Peter F. Drucker spent his 70-odd year career teaching, consulting, writing and asking questions. Fundamental questions to guide managers in the awareness of their responsibilities and the execution of their tasks. Having had virtually no hands-on management experience himself, he prided himself that he was helping people to find out people what to do, yet not how to do it.
When Peter Drucker began his work in the thirties, management as a discipline was virtually unknown.
Many of the business concepts we talk about today (and so often take for granted) can be traced back to Peter Drucker. Management was not a worthy subject of study in the first half of the century.
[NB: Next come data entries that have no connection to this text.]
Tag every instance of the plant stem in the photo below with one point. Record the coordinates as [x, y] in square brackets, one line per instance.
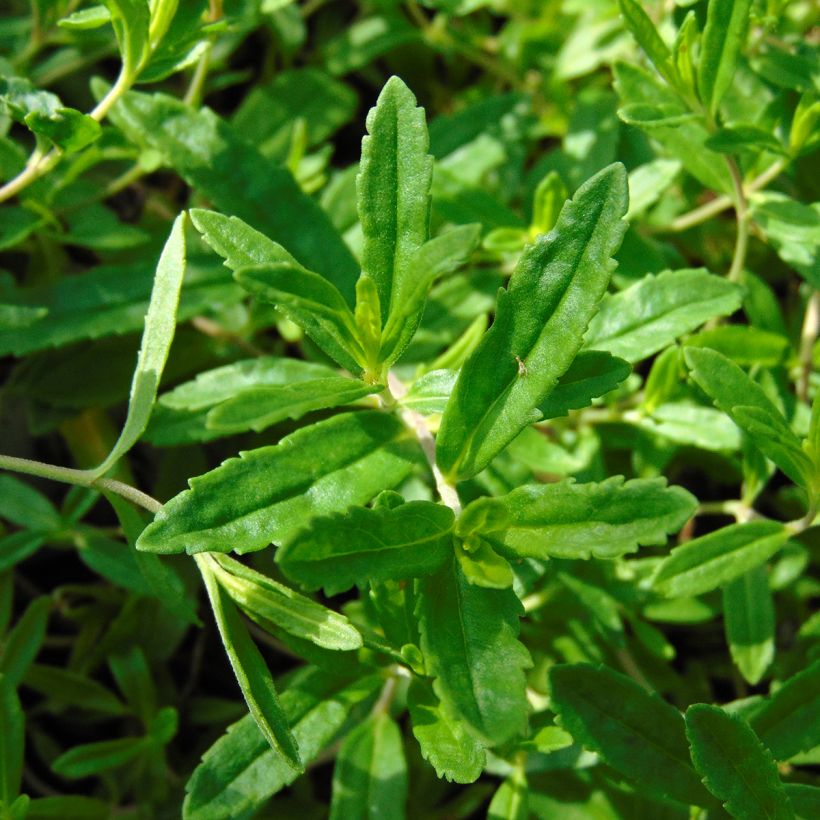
[723, 203]
[81, 478]
[40, 163]
[447, 492]
[808, 335]
[742, 214]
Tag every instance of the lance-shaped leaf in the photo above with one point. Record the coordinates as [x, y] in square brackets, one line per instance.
[539, 326]
[735, 766]
[789, 721]
[723, 39]
[592, 374]
[643, 30]
[213, 159]
[436, 257]
[370, 776]
[708, 562]
[240, 772]
[748, 615]
[470, 646]
[160, 324]
[635, 732]
[260, 407]
[363, 545]
[268, 494]
[393, 189]
[652, 313]
[744, 401]
[311, 302]
[12, 740]
[569, 520]
[265, 598]
[444, 741]
[251, 671]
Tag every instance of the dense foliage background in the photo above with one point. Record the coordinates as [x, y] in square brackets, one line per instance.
[114, 681]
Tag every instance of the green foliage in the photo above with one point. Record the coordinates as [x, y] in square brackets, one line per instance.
[460, 458]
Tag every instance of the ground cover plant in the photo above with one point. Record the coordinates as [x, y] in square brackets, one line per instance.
[409, 409]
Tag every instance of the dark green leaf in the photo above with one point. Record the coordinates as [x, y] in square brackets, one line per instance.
[267, 495]
[634, 731]
[539, 325]
[736, 767]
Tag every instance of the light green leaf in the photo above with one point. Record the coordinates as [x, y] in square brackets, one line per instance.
[160, 324]
[12, 741]
[470, 646]
[652, 313]
[748, 614]
[712, 560]
[634, 731]
[311, 302]
[723, 39]
[393, 190]
[789, 721]
[23, 643]
[643, 30]
[260, 407]
[267, 494]
[263, 597]
[240, 772]
[750, 408]
[591, 374]
[569, 520]
[361, 545]
[238, 180]
[130, 19]
[436, 257]
[539, 325]
[736, 767]
[370, 776]
[445, 743]
[96, 758]
[251, 671]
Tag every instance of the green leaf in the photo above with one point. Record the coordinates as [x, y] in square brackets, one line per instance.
[267, 495]
[789, 721]
[511, 801]
[160, 324]
[748, 614]
[363, 545]
[569, 520]
[643, 30]
[258, 408]
[22, 645]
[240, 772]
[723, 39]
[539, 325]
[311, 302]
[469, 641]
[712, 560]
[211, 157]
[654, 312]
[263, 597]
[436, 257]
[370, 776]
[393, 194]
[750, 408]
[634, 731]
[12, 741]
[444, 741]
[736, 767]
[96, 758]
[592, 373]
[251, 671]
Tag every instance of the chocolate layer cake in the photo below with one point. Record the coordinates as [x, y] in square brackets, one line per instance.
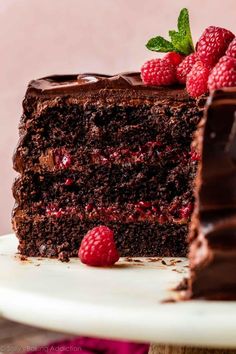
[213, 234]
[98, 149]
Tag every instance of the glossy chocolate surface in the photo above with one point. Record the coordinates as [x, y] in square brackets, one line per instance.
[213, 249]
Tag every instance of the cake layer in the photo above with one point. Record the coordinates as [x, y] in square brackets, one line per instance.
[61, 238]
[108, 183]
[62, 158]
[213, 236]
[75, 127]
[97, 149]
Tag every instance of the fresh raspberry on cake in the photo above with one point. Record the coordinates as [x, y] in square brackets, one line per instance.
[158, 72]
[213, 44]
[231, 51]
[185, 67]
[223, 74]
[173, 58]
[196, 83]
[98, 248]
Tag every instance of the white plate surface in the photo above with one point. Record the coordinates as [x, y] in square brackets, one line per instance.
[123, 302]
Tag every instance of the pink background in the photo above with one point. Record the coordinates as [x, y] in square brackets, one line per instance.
[42, 37]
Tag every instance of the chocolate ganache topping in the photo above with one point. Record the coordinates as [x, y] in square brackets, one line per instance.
[87, 82]
[213, 247]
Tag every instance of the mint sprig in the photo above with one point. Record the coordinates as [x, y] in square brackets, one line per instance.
[181, 41]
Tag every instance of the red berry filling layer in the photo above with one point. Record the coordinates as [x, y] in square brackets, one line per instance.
[131, 212]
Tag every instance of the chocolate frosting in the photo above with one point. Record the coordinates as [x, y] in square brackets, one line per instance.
[213, 247]
[82, 83]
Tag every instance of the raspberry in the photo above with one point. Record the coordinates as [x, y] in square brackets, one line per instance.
[158, 72]
[223, 74]
[231, 51]
[173, 58]
[212, 44]
[196, 83]
[185, 67]
[98, 248]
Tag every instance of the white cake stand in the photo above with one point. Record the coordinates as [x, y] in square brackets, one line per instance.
[123, 302]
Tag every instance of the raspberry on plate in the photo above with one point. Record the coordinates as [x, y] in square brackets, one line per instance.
[98, 248]
[213, 44]
[223, 74]
[196, 83]
[231, 51]
[158, 72]
[185, 67]
[173, 58]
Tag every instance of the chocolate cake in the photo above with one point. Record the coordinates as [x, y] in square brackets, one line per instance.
[97, 149]
[213, 230]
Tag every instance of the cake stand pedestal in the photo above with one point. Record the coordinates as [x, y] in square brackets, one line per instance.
[126, 301]
[166, 349]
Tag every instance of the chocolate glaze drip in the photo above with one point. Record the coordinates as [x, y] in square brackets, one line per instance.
[213, 247]
[74, 84]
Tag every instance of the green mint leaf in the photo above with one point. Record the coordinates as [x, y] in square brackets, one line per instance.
[160, 44]
[184, 30]
[180, 43]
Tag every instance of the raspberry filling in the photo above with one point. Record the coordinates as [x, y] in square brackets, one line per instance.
[152, 150]
[131, 212]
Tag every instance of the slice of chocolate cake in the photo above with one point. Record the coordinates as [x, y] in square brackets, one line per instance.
[98, 149]
[213, 234]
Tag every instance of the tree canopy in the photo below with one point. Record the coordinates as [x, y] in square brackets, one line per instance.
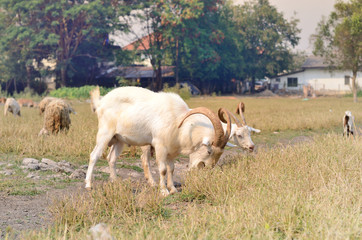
[339, 39]
[210, 42]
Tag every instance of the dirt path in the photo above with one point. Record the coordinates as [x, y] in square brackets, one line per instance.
[31, 212]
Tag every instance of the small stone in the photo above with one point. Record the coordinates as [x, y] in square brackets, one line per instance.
[7, 172]
[33, 176]
[78, 174]
[33, 166]
[100, 232]
[49, 162]
[27, 161]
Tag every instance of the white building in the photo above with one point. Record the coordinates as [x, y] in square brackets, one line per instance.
[316, 74]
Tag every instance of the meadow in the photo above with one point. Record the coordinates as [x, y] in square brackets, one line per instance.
[306, 190]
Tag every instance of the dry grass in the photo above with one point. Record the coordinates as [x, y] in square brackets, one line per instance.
[19, 135]
[311, 190]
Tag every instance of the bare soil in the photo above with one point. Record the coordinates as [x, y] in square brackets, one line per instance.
[18, 213]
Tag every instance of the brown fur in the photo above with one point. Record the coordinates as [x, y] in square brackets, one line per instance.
[44, 102]
[56, 117]
[26, 102]
[12, 106]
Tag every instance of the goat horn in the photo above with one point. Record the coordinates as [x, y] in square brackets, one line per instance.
[219, 140]
[237, 121]
[240, 110]
[221, 113]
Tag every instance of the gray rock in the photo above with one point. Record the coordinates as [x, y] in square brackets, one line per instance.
[100, 232]
[27, 161]
[78, 174]
[33, 166]
[49, 162]
[64, 163]
[7, 172]
[33, 176]
[84, 167]
[67, 169]
[47, 167]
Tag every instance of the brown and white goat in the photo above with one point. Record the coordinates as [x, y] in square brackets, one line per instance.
[139, 117]
[348, 124]
[12, 106]
[240, 135]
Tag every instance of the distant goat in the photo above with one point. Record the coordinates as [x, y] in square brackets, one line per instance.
[45, 102]
[26, 102]
[2, 100]
[56, 117]
[139, 117]
[240, 135]
[348, 124]
[11, 105]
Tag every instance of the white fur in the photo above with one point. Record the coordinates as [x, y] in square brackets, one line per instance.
[11, 105]
[239, 135]
[348, 124]
[140, 117]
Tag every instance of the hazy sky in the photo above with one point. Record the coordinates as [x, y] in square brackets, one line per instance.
[309, 13]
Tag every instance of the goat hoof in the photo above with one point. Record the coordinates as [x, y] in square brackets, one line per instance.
[165, 192]
[173, 190]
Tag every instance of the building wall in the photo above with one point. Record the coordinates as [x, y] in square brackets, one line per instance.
[319, 79]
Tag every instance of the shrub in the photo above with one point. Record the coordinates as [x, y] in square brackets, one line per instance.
[184, 91]
[76, 93]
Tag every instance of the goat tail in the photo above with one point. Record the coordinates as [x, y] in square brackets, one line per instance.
[95, 97]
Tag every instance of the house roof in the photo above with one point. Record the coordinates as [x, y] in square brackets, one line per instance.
[314, 62]
[134, 72]
[142, 44]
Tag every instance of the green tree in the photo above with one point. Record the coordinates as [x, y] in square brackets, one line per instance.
[268, 38]
[50, 28]
[339, 39]
[169, 24]
[201, 48]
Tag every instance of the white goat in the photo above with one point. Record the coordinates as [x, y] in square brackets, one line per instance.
[240, 135]
[11, 105]
[348, 124]
[139, 117]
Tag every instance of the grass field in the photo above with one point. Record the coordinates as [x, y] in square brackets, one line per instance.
[308, 190]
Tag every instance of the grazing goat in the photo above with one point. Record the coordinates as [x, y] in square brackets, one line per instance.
[348, 124]
[45, 101]
[26, 102]
[56, 117]
[2, 100]
[240, 135]
[139, 117]
[94, 94]
[11, 105]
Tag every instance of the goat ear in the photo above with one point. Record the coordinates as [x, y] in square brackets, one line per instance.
[230, 144]
[206, 141]
[254, 130]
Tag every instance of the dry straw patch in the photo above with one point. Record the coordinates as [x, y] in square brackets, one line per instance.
[307, 191]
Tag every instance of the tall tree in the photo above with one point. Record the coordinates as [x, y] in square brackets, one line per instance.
[339, 39]
[268, 38]
[56, 28]
[169, 23]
At the start of his career, he found it extremely difficult to find books on management... so he wrote a few himself (about 40 of them).
Common modern business concepts and practices, like management by objectives, management by walking around, empowerment, people as an asset not a cost, doing the right things, leadership by example and countless others are all described, generally for the first time, in Drucker's writings.
In 1981, when Jack Welch (CEO and Chairman of GE, Forbes CEO of the Century) began his mission at the helm of GE, he went to see Peter Drucker for advice on running the conglomerate. He came away with only two questions. Yet those two questions were going to define everything he did in the following 20 years until his retirement in 2001:
- If you were not already in the business you are in, would you enter it today?
- What are you going to do about it?
Whereupon Welch set off to sell hundreds of businesses of the GE Empire, restructuring, redefining and strengthening the organisation to 25 times its value.
And this is how Drucker described himself:
"My greatest strength as a consultant is to be ignorant and ask a few questions."
To me, that sounds eerily like what a certain Socrates said two and a half thousand years ago.